Understanding message passing with pmap

I was trying to understand the behaviour of pmap and how vectors are updated inside of a generic function call. I wanted to know if new variables were being constantly created in pmap and whether this was truly efficient or if I should be using this differently.

My minimal example is here. I think technically this should have used the @distributed parallelism, but my actual example is much more complicated, so I used pmap.

using Distributed

addprocs(4)

X = [Array{Float64,1}(undef,1000) for w = 1:1000]

@everywhere function loadvectors(X)
  for a = 1:1000
    X[a] = a
  end
  return X
end

G = pmap(loadvectors,X)

Thing is, when I run this, I get the correct output out of G. That is fine. What I don’t understand is why X does not share the same values as G. Should I be thinking that pmap is copying the input X and then sending back a version of that to G? If so, is there a better way to be using this function or should I just tolerate the extra copying? I understand why pmap might be functioning in this way, but I wanted to know if I was using this correctly.

Is a way to reduce the amount of time necessary to simply write the result to disk and call it later when I return from the parallelized function? Or is the copy time generally considered very small in all cases? I’m specifically thinking of running code on a large cluster between different compute nodes that all write to the same hard disk space.

When using Julia with multiple processes (i.e. Distributed), each process has its own independent memory space.

In your example, by passing X to pmap, you are copying (actually, serializing and deserializing) each vector in X to its respective remote process, doing the work, and then the return function acts to copy the vector back. pmap collects the returned values into a list.

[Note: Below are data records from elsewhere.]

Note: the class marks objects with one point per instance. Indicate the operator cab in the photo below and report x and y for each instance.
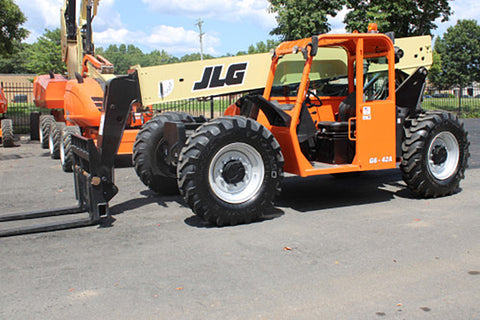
(339, 93)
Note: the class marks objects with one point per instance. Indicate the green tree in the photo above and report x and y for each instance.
(46, 54)
(11, 18)
(262, 47)
(405, 18)
(15, 62)
(195, 57)
(301, 19)
(460, 55)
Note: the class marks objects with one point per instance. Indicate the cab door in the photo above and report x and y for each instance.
(375, 128)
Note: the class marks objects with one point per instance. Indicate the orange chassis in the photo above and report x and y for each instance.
(79, 102)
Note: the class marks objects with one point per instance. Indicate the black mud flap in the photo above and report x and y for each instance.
(93, 166)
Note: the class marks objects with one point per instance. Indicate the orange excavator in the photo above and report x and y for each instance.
(75, 101)
(6, 129)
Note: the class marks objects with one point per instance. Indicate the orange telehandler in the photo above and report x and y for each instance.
(309, 121)
(76, 101)
(6, 129)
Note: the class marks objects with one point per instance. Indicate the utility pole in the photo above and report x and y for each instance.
(199, 24)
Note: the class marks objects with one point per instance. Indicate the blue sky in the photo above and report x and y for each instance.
(229, 25)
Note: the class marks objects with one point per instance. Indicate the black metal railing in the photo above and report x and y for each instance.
(465, 102)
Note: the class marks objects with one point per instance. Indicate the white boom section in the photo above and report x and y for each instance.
(242, 73)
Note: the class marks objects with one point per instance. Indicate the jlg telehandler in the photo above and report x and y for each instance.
(6, 129)
(357, 111)
(230, 169)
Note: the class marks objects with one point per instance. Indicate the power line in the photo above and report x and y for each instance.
(199, 24)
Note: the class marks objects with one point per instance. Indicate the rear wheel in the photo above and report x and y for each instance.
(34, 126)
(148, 154)
(7, 133)
(55, 139)
(44, 129)
(435, 154)
(66, 152)
(230, 171)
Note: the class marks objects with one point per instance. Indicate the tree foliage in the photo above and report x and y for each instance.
(262, 47)
(301, 19)
(11, 32)
(405, 18)
(459, 49)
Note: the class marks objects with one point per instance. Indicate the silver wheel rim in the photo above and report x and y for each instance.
(62, 154)
(252, 180)
(51, 145)
(445, 168)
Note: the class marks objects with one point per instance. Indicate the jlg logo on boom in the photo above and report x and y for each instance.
(211, 76)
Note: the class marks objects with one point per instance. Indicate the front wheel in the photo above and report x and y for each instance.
(230, 170)
(149, 155)
(46, 121)
(66, 152)
(434, 154)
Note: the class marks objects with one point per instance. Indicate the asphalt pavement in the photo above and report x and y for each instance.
(360, 247)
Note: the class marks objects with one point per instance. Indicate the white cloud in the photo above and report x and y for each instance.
(253, 11)
(336, 23)
(174, 40)
(41, 14)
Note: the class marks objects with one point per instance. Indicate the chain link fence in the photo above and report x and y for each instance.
(465, 102)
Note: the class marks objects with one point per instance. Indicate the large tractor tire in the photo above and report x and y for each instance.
(34, 126)
(7, 133)
(148, 154)
(66, 152)
(44, 129)
(434, 154)
(55, 139)
(230, 171)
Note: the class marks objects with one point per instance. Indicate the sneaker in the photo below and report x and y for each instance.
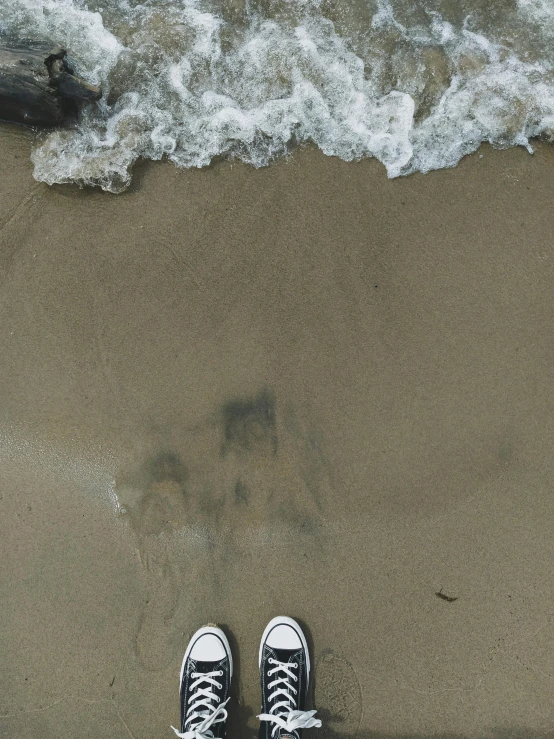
(205, 682)
(285, 675)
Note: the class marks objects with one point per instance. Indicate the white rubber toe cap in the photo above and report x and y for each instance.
(283, 636)
(208, 648)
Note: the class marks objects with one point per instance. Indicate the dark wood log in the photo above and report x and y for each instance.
(38, 84)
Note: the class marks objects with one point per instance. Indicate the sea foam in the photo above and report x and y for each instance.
(417, 85)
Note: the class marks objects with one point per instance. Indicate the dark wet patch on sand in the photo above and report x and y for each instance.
(250, 425)
(338, 696)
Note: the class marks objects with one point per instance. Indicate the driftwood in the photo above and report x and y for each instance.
(38, 84)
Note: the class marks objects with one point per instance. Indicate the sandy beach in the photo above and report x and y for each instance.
(306, 389)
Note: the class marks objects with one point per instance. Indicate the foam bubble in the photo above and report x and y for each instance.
(185, 81)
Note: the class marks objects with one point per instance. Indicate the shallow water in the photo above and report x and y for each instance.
(417, 84)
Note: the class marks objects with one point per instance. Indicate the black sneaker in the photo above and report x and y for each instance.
(205, 682)
(285, 675)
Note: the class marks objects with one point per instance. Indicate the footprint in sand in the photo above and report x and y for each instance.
(154, 499)
(338, 696)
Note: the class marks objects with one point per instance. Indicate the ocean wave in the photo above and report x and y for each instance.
(417, 85)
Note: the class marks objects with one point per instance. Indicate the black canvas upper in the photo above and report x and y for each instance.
(289, 656)
(193, 666)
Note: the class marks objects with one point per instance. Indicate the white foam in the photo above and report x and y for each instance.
(190, 86)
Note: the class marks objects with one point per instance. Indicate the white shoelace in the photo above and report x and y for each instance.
(197, 722)
(283, 714)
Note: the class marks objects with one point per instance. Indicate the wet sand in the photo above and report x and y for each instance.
(307, 389)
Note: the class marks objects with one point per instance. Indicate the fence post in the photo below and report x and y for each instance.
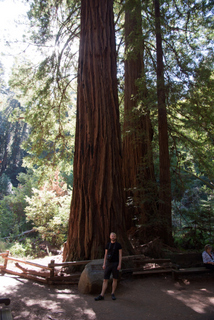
(51, 265)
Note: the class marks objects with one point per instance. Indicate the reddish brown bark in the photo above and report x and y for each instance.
(97, 206)
(164, 161)
(138, 168)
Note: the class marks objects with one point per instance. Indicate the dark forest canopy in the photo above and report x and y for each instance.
(176, 77)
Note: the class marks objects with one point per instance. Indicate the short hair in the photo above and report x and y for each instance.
(113, 233)
(208, 246)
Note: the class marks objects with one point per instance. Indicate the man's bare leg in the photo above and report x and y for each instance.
(114, 285)
(104, 287)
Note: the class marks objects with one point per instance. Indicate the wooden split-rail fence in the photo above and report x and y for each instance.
(45, 274)
(51, 274)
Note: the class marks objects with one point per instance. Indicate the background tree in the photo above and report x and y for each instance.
(138, 167)
(164, 161)
(97, 206)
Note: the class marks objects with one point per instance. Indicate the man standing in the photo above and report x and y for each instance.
(112, 264)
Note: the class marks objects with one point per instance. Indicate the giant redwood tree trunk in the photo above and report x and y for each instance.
(97, 206)
(138, 168)
(165, 182)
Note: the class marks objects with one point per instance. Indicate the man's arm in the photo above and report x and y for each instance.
(120, 260)
(105, 256)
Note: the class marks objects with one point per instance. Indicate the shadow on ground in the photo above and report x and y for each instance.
(145, 298)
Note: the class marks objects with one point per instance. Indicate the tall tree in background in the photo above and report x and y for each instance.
(97, 206)
(138, 168)
(164, 161)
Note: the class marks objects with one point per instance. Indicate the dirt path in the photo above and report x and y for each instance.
(153, 297)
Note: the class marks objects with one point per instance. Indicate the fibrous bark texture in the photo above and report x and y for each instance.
(97, 206)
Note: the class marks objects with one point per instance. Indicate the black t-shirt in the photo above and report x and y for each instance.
(113, 248)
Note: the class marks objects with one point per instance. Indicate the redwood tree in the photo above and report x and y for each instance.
(97, 206)
(138, 168)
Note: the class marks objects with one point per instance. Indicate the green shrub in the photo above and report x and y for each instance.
(49, 215)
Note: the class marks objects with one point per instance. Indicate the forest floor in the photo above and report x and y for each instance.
(153, 297)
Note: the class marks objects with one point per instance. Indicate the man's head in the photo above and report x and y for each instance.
(113, 237)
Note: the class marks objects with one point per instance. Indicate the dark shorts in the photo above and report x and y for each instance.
(111, 267)
(209, 266)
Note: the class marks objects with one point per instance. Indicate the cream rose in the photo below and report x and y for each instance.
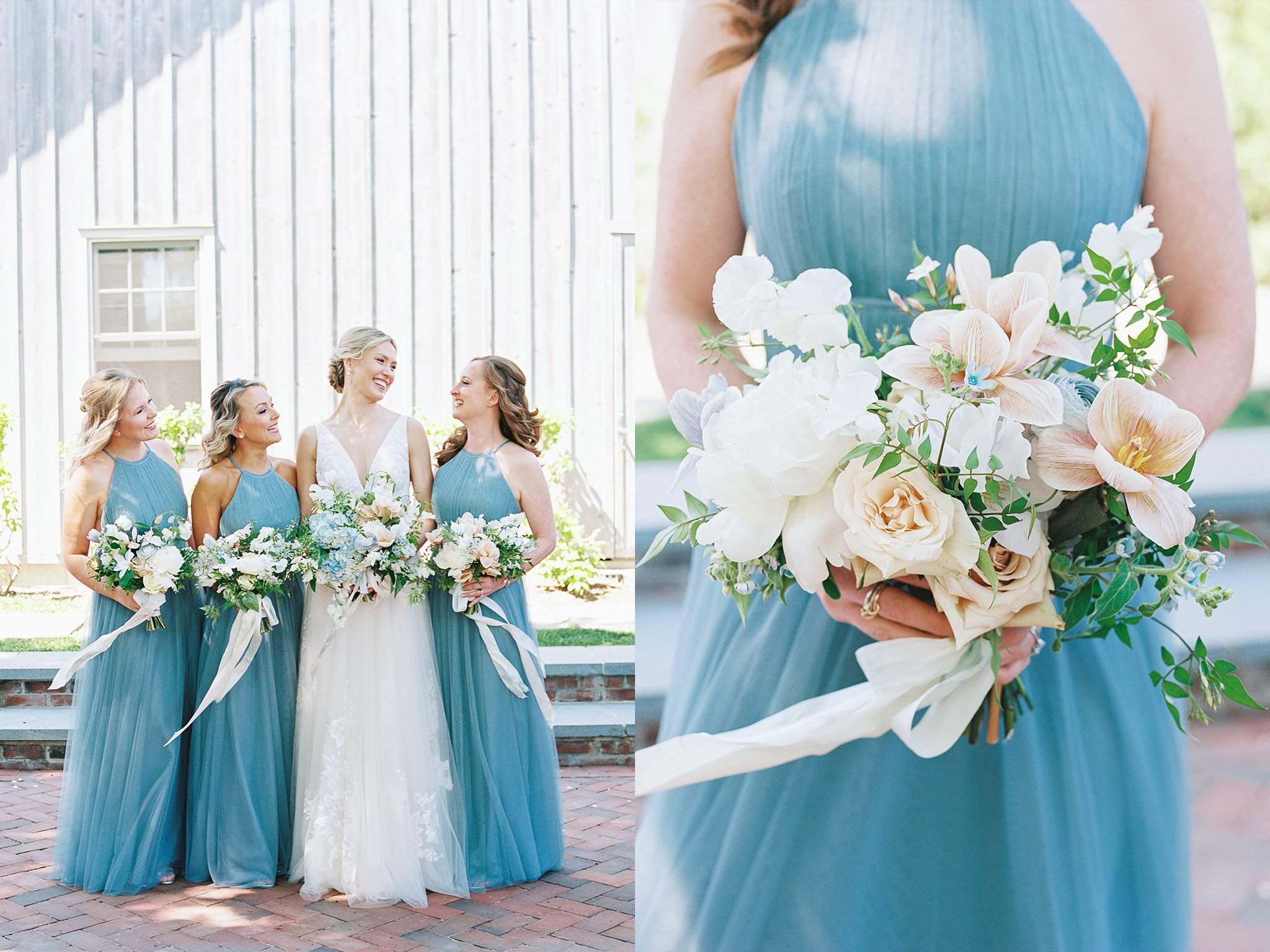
(1024, 594)
(902, 523)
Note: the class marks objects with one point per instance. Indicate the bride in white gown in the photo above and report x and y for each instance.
(378, 816)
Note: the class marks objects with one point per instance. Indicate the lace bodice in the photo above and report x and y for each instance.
(337, 470)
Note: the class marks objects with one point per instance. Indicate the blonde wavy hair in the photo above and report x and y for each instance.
(220, 441)
(102, 399)
(517, 421)
(353, 346)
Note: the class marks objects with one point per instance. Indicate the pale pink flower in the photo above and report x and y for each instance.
(1037, 275)
(993, 359)
(1135, 437)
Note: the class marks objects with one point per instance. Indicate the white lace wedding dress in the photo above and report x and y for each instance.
(378, 816)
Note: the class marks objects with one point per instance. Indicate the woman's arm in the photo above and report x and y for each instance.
(699, 224)
(528, 484)
(86, 495)
(1193, 182)
(207, 503)
(420, 465)
(306, 467)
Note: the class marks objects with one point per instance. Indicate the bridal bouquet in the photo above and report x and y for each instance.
(244, 568)
(469, 549)
(363, 545)
(1006, 450)
(148, 560)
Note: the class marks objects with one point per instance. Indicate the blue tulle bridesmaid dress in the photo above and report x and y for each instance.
(865, 127)
(505, 753)
(241, 782)
(122, 816)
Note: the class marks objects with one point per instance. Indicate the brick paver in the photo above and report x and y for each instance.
(587, 906)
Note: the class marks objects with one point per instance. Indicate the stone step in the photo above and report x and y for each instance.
(587, 733)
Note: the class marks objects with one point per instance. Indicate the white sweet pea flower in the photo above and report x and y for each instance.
(1134, 242)
(745, 295)
(922, 270)
(808, 310)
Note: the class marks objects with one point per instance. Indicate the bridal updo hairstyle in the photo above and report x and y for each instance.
(751, 20)
(517, 421)
(353, 346)
(220, 441)
(102, 400)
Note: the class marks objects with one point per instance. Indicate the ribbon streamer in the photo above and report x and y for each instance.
(150, 604)
(528, 651)
(904, 676)
(244, 641)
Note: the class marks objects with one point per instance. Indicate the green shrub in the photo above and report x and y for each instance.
(11, 518)
(179, 427)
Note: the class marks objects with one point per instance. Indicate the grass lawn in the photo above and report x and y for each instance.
(658, 439)
(63, 643)
(1254, 410)
(551, 638)
(584, 638)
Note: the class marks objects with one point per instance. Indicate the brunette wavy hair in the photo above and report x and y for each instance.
(102, 399)
(517, 421)
(751, 20)
(220, 441)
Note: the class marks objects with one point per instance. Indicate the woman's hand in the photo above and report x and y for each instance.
(123, 598)
(484, 587)
(1016, 651)
(900, 615)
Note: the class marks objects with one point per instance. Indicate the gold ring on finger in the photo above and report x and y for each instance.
(871, 606)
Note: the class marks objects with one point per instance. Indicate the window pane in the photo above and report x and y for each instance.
(180, 310)
(180, 267)
(146, 268)
(148, 311)
(171, 369)
(112, 270)
(112, 316)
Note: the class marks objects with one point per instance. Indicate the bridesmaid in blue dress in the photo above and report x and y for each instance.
(241, 782)
(856, 130)
(122, 816)
(504, 749)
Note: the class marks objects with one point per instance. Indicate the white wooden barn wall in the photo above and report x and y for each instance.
(458, 173)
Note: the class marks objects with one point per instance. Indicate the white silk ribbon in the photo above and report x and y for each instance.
(244, 641)
(904, 676)
(150, 604)
(526, 646)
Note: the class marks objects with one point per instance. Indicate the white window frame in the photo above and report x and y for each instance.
(202, 236)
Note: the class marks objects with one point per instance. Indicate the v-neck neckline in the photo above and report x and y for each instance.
(361, 479)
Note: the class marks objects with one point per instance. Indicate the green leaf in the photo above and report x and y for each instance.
(1119, 591)
(1098, 260)
(1245, 536)
(1175, 333)
(1233, 689)
(673, 514)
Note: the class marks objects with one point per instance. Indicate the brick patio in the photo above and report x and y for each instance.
(588, 906)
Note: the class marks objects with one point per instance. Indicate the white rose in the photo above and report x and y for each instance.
(169, 559)
(1024, 594)
(760, 454)
(904, 523)
(745, 295)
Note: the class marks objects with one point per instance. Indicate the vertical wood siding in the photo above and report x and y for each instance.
(455, 173)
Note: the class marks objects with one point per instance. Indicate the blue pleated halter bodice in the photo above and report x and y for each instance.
(865, 127)
(861, 128)
(263, 499)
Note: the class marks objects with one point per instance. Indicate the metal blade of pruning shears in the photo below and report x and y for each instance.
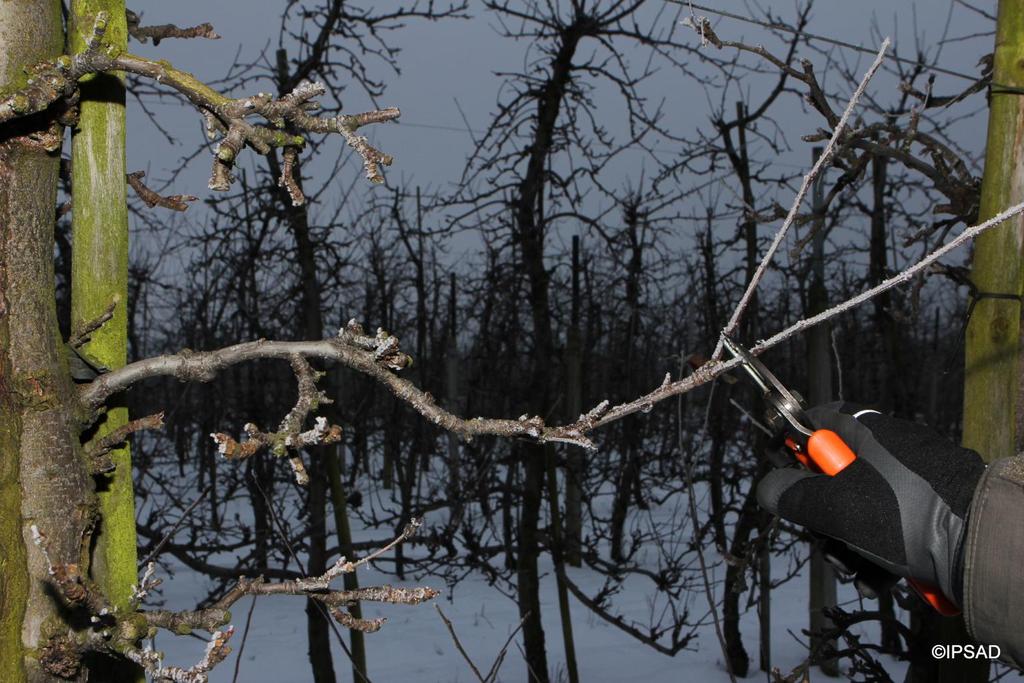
(776, 395)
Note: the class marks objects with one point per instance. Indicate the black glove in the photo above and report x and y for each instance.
(902, 504)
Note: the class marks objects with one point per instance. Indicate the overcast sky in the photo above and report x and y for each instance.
(457, 60)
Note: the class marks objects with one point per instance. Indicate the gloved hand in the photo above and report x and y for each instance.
(902, 504)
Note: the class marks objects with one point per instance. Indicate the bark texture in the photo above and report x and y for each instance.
(99, 276)
(43, 477)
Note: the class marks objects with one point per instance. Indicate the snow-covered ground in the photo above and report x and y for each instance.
(415, 645)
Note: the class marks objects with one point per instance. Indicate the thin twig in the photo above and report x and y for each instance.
(692, 503)
(458, 644)
(160, 546)
(798, 201)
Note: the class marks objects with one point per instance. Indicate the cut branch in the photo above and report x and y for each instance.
(158, 33)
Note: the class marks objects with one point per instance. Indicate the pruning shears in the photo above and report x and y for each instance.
(818, 450)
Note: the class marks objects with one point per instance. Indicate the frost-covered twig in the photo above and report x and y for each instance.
(798, 201)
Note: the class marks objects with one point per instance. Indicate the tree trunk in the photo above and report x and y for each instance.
(43, 479)
(992, 404)
(559, 560)
(99, 278)
(573, 407)
(822, 579)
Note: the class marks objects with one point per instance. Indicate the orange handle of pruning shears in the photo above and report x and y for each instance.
(827, 453)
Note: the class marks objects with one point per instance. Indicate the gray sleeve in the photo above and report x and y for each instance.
(993, 560)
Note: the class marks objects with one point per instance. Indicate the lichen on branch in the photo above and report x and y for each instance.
(286, 120)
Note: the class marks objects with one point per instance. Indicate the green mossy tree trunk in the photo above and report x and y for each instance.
(99, 276)
(44, 483)
(992, 406)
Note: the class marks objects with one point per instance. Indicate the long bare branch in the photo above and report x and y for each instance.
(798, 201)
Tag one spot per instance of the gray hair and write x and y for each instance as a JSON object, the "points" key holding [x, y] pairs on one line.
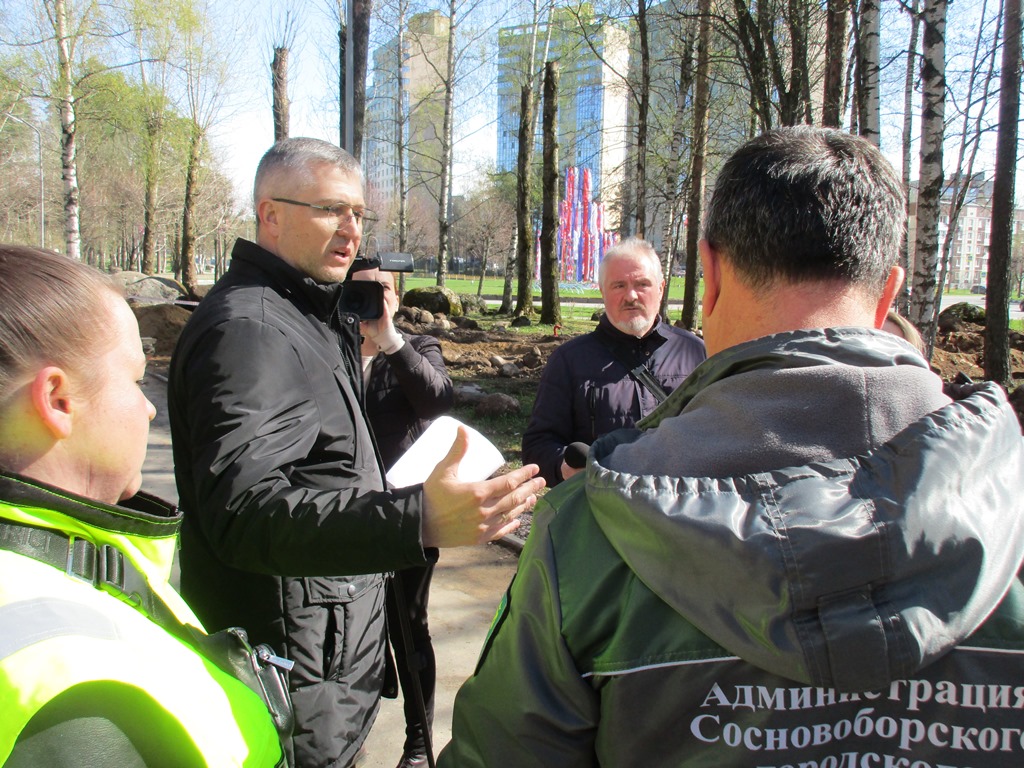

(Your use of X in loadvectors() is a little confusing, since this is not the same as the global X, but actually just one of the vectors from X.)

Throughout this process, the original X is unchanged, because the mutations in loadvectors() were made on copied versions of the data.

Copying data between processes, especially on multi-node architectures, has a cost. You will want to keep it to a minimum. In this case, you could create your 1000 item vectors on the remote machines and avoid the original copy. However, if you need to collect these results on a single node, you’ll still need to copy them back to the master.

If you really want to share data between processes within the same node, consider using SharedArrays (Multi-processing and Distributed Computing · The Julia Language).

Thank you. That all makes sense.

Do you have any thoughts on what it would mean to write the data to disk, load it onto each thread with something like Serialization, use it, and then put it back on the hard disk? In my full application, I unfortunately need to create the vector on the main thread before using it on the parallel threads, so I can not avoid the copy.

I think (?) the default interprocess serialization/deserialization occurs via sockets and so it will be much faster than writing to disk. I would recommend sticking to standard Julia tooling here and rely on its (implicit) serialization for you (don’t prematurely optimize until you’re really sure it’s a big problem). If it turns out the overhead from the interprocess transfers is larger than the time saved from distributing to multiple workers, then consider whether a multiprocess model is the right fit here.

Also: be careful with the terminology. You said ‘threads’ in your recent comment but Distributed module is about processes. Julia also has threads, and these all share the same memory space, so data written in one thread can be visible in other threads (but beware race conditions, etc.). Threading is limited to within one node, however, and so won’t scale to multi-node architectures.